More recently, there have been automated missions that scan the skies (for a few different reasons) more quickly and efficiently than any human ever could. These are robotic telescopes with sensitive cameras that scan the sky each night. Some of the missions scan the sky in wavelengths of light other than our normal visible light spectrum. Viewing the solar system and universe in ultraviolet, gamma, x-ray, or infrared lets us discover things that we can't see in normal light. Viewing the sky in infrared is especially useful because it allows us to see through molecular dust clouds to discover stars, star clusters, and galaxies that are normally hidden from our view. The image data from these instruments is then sent through computer software that automatically searches for previously unknown objects. Because of their sensitivity, their ability to scan large patches of sky, and their ability to work autonomously whenever conditions allow, these robotic telescopes are discovering asteroids and comets much more frequently than humans are. That's why a lot of comets today contain names like Pan-STARRS, LINEAR, NEAT, ATLAS, and NEOWISE to name a few. These are the acronyms of the robotic missions. Pan-STARRS for Panoramic Survey Telescope And Rapid Response System, for example. Some are space telescopes, like NEOWISE, while others are ground-based, like Pan-STARRS.

As the sky brightened in the early morning hours, the contrast required to view the comet against the background sky was fading. Same camera and lens as above. 5-second exposure at f/4.0 and ISO100.

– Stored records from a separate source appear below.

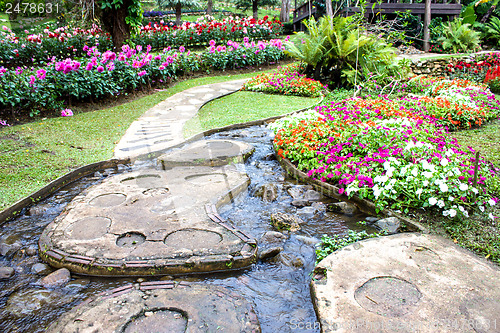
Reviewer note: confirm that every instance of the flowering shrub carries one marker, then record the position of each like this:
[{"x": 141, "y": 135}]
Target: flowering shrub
[
  {"x": 33, "y": 48},
  {"x": 396, "y": 155},
  {"x": 287, "y": 81},
  {"x": 98, "y": 74},
  {"x": 160, "y": 35}
]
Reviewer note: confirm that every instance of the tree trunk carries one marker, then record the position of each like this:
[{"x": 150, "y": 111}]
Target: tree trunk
[
  {"x": 329, "y": 9},
  {"x": 209, "y": 7},
  {"x": 113, "y": 20},
  {"x": 488, "y": 14},
  {"x": 427, "y": 21},
  {"x": 178, "y": 13},
  {"x": 285, "y": 11},
  {"x": 255, "y": 9}
]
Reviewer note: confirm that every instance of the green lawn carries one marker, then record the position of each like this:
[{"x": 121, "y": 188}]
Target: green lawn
[
  {"x": 244, "y": 106},
  {"x": 34, "y": 154}
]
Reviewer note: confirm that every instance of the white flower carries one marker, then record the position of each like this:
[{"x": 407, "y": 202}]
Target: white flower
[{"x": 427, "y": 174}]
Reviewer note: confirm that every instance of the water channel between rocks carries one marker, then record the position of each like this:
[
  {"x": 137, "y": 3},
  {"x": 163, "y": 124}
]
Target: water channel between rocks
[{"x": 278, "y": 288}]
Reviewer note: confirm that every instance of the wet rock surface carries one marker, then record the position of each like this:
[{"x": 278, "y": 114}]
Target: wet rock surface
[
  {"x": 161, "y": 222},
  {"x": 403, "y": 280},
  {"x": 163, "y": 306},
  {"x": 288, "y": 222}
]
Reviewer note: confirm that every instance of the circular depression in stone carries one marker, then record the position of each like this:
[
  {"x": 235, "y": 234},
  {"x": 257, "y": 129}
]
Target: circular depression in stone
[
  {"x": 192, "y": 239},
  {"x": 154, "y": 192},
  {"x": 159, "y": 321},
  {"x": 108, "y": 200},
  {"x": 146, "y": 181},
  {"x": 223, "y": 145},
  {"x": 88, "y": 228},
  {"x": 205, "y": 179},
  {"x": 130, "y": 239},
  {"x": 388, "y": 296}
]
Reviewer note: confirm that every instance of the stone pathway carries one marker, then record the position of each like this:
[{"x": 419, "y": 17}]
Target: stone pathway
[
  {"x": 160, "y": 127},
  {"x": 406, "y": 283}
]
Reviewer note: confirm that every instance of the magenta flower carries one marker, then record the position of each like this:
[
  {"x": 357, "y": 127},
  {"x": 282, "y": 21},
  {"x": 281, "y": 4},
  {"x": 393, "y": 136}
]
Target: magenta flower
[{"x": 66, "y": 113}]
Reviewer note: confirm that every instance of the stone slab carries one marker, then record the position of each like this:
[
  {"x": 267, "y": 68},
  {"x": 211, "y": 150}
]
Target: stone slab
[
  {"x": 406, "y": 283},
  {"x": 208, "y": 152},
  {"x": 151, "y": 222},
  {"x": 161, "y": 307}
]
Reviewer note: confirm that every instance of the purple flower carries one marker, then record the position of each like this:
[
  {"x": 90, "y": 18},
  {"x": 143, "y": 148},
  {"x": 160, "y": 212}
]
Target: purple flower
[{"x": 66, "y": 113}]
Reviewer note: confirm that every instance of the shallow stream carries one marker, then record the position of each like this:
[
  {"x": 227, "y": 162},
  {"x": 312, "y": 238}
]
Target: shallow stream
[{"x": 279, "y": 288}]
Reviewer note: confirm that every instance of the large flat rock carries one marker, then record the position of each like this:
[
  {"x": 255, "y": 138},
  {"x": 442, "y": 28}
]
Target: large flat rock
[
  {"x": 151, "y": 222},
  {"x": 208, "y": 152},
  {"x": 163, "y": 306},
  {"x": 406, "y": 283}
]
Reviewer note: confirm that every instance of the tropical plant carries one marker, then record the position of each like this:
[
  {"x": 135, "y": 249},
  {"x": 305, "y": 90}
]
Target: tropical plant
[
  {"x": 339, "y": 51},
  {"x": 459, "y": 37}
]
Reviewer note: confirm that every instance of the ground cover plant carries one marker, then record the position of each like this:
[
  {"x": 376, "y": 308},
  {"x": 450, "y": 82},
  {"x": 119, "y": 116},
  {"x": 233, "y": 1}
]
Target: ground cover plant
[
  {"x": 45, "y": 89},
  {"x": 286, "y": 80},
  {"x": 399, "y": 154}
]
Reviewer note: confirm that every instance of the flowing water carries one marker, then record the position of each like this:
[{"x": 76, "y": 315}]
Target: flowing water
[{"x": 279, "y": 288}]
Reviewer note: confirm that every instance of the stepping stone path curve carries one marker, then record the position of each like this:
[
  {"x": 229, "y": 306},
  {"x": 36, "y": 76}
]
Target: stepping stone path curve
[
  {"x": 160, "y": 127},
  {"x": 162, "y": 222},
  {"x": 162, "y": 306}
]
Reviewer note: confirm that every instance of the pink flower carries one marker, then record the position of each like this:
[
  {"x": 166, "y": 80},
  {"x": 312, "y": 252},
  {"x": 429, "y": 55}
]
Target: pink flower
[{"x": 66, "y": 113}]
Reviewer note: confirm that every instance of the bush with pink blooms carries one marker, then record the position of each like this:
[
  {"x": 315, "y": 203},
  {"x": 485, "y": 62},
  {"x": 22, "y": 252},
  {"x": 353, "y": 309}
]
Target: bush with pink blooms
[{"x": 44, "y": 89}]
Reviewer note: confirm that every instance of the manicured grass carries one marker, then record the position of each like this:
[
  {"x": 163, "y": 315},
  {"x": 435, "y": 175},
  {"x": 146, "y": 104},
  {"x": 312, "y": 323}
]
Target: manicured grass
[
  {"x": 32, "y": 155},
  {"x": 244, "y": 106}
]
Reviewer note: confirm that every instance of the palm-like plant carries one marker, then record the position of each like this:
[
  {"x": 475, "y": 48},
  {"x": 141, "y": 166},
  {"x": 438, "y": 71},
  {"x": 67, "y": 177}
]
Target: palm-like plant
[
  {"x": 459, "y": 37},
  {"x": 338, "y": 50}
]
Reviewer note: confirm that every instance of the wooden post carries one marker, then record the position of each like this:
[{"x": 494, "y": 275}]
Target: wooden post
[{"x": 427, "y": 21}]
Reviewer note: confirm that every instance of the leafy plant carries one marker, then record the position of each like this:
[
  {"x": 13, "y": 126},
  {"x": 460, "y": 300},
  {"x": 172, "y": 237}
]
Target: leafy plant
[
  {"x": 459, "y": 37},
  {"x": 329, "y": 245}
]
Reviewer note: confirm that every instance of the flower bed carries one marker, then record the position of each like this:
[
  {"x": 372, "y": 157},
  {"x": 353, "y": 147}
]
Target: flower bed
[
  {"x": 394, "y": 153},
  {"x": 188, "y": 34},
  {"x": 286, "y": 81},
  {"x": 99, "y": 74}
]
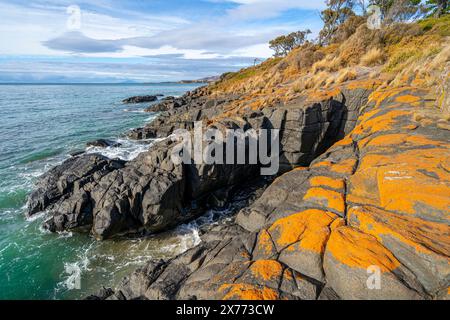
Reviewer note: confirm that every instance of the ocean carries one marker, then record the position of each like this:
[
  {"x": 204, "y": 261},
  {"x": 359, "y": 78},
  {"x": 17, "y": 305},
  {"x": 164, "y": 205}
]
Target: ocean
[{"x": 41, "y": 126}]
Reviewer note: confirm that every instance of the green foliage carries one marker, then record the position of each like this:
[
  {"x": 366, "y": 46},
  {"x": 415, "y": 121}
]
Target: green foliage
[
  {"x": 440, "y": 26},
  {"x": 438, "y": 7},
  {"x": 337, "y": 12},
  {"x": 284, "y": 44}
]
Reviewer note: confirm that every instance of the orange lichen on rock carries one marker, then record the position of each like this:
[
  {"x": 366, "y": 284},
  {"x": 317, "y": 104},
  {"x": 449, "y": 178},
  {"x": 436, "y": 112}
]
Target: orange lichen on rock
[
  {"x": 322, "y": 181},
  {"x": 367, "y": 84},
  {"x": 344, "y": 142},
  {"x": 266, "y": 270},
  {"x": 328, "y": 198},
  {"x": 413, "y": 181},
  {"x": 359, "y": 250},
  {"x": 322, "y": 95},
  {"x": 424, "y": 236},
  {"x": 339, "y": 222},
  {"x": 343, "y": 167},
  {"x": 264, "y": 243},
  {"x": 248, "y": 292},
  {"x": 380, "y": 96},
  {"x": 310, "y": 228},
  {"x": 385, "y": 122},
  {"x": 399, "y": 140}
]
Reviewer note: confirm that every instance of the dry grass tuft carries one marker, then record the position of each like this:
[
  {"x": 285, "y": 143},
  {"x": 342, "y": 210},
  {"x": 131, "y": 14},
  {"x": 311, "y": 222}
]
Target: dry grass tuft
[{"x": 373, "y": 57}]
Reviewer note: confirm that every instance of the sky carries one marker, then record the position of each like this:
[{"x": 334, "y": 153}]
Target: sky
[{"x": 101, "y": 41}]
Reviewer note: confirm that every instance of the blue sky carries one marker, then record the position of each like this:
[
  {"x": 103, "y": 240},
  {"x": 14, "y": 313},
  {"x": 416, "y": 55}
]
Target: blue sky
[{"x": 141, "y": 40}]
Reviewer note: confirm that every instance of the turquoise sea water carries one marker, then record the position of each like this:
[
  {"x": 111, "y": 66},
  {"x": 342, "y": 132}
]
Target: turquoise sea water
[{"x": 40, "y": 126}]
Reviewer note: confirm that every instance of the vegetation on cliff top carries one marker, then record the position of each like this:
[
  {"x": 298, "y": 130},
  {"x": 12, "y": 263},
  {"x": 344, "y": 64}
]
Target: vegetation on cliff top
[{"x": 397, "y": 54}]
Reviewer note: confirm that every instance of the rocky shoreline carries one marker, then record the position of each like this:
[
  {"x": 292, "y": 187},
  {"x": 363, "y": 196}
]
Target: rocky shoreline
[{"x": 310, "y": 235}]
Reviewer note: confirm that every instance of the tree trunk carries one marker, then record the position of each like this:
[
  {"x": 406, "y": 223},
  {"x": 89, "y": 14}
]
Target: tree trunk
[{"x": 442, "y": 8}]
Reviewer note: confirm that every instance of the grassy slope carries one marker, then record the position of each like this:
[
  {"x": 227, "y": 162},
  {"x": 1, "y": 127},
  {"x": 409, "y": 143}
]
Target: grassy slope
[{"x": 414, "y": 54}]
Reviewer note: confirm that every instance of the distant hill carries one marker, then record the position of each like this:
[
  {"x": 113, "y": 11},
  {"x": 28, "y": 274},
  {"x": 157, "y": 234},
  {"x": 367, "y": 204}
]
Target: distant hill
[{"x": 203, "y": 80}]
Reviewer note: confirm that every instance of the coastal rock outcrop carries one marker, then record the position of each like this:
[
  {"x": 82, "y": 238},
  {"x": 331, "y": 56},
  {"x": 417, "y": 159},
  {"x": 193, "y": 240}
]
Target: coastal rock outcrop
[
  {"x": 140, "y": 99},
  {"x": 368, "y": 219},
  {"x": 152, "y": 194}
]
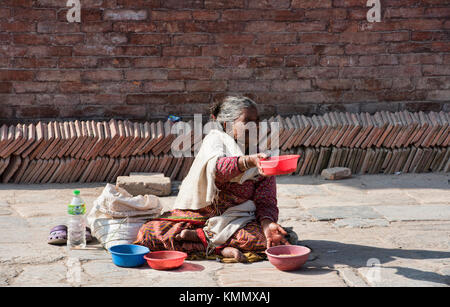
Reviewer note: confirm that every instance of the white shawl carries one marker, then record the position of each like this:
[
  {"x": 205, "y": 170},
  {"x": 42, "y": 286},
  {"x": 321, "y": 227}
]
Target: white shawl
[{"x": 198, "y": 189}]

The NEOWISE mission is somewhat unique because its original purpose was to scan the sky in infrared to catalog more asteroids in our asteroid belt, and to search for galaxies, black holes, and dim stars that were obscured by interstellar dust. (It was originally known as WISE: Widefield Infrared Survey Explorer.) In 2011, with its original mission completed, NASA told the spacecraft and instruments to go to sleep. Two years later, NASA fired it up again so that it could be repurposed to look for Near Earth Objects (NEOs), things like asteroids (that aren't in the Asteroid Belt) and comets that might someday threaten Earth with a collision. Under its new mission, it became known as NEOWISE. It discovered what would become comet C/2020 F3 on March 27, 2020.

Comet NEOWISE through a Takahashi FSQ-106EDX-III telescope in the evening on 7/15/2020.
Visit for photo details.

However they get discovered, comets can be amazing sights to see... or they can be faint, fuzzy blobs in the sky that won't impress most people. It all depends on the makeup of the comet, it's size, density, and what happens when it approaches the Sun. Some go straight into the Sun and are never seen again. Some get flung out of the solar system. Some get too close to the Sun and break up into multiple pieces. But sometimes, a comet goes around the Sun at just the right speed and distance such that it gets to stay in the solar system, it doesn't disintegrate, it heats up, its ice sublimates, a large bright tail forms, and Earthlings get to enjoy a spectacular show for several weeks.

Comet NEOWISE through a Meade 10" LX200GPS telescope with Canon EOS 5D Mark IV camera. Five 10-second exposures combined. Image taken on 7/22/2020 from light-polluted Ontario, California.

Final thoughts and updates: Comet NEOWISE will go down in history as one of the great comets... maybe not quite as spectacular as other great comets like West, Halley, Hale-Bopp, or McNaught but still very impressive. It was easily visible to the naked eye for roughly 2 weeks and was beautiful photographically and through binoculars for several weeks. As of July 25th, the comet's tail became less bright and more difficult to see with the unaided eye. It remains a worthy binocular and telescopic target as of July 28th.